Rotating mongrel cluster log filesEdit
In my set-up both mongrel cluster and my Rails application itself log to the same directory, and I wind up with a bunch of log files that look like this:
- access_log
- access_log.1
- development.log
- error_log
- migrations.log
- mongrel.123.log
- mongrel.124.log
- mongrel.125.log
- mongrel.126.log
- production.log
- test.log
The files ending in _log
are actually nginx log files and are handled separately (see "nginx log rotation"); you can see that at the time I took this snapshot the file access_log
had already been rotated once, producing access_log.1
.
The files of the form mongrel.123.log
, where 123 is the port number a particular mongrel instance is listening on, are created by mongrel cluster and are generally very small.

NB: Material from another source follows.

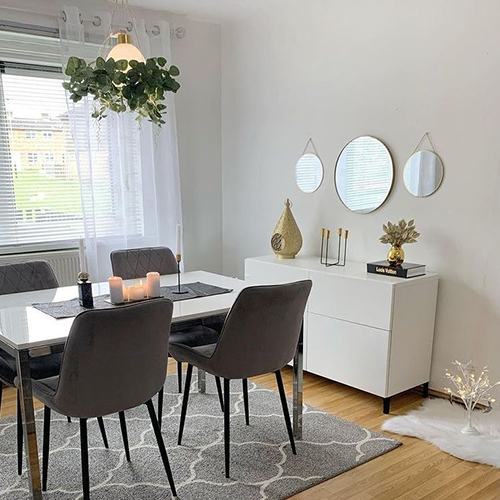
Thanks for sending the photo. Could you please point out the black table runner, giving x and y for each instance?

Finally, the remaining .log
files are produced by the Rails application itself and can get huge.
Setting up logrotate
Seeing as all the files I am interested in rotating end with .log
I am going to handle them all in one hit. I created a file at /etc/logrotate.d/rails
with the following contents:
/home/*/deploy/shared/log/*.log {
missingok
notifempty
copytruncate
}
To test this file out:
# -d (debug) causes a verbose dry-run
sudo logrotate -d /etc/logwatch.conf /etc/logrotate.d/rails
# add -f (force) to force rotation even if its not needed
sudo logrotate -d -f /etc/logwatch.conf /etc/logrotate.d/rails
# if all that looks good, do a real (non-dry) run with verbose output turned on
sudo logrotate -v /etc/logwatch.conf /etc/logrotate.d/rails
# or with -f if needed:
# sudo logrotate -v /etc/logwatch.conf /etc/logrotate.d/rails
I opted to go with the copytruncate
option because it enables me to rotate the logs without incurring an expensive restart (seeing as Rails is so slow to cycle up) and without worrying about undocumented and possibly unsupported (at least as far as I can tell) signals being sent to the mongrel processes.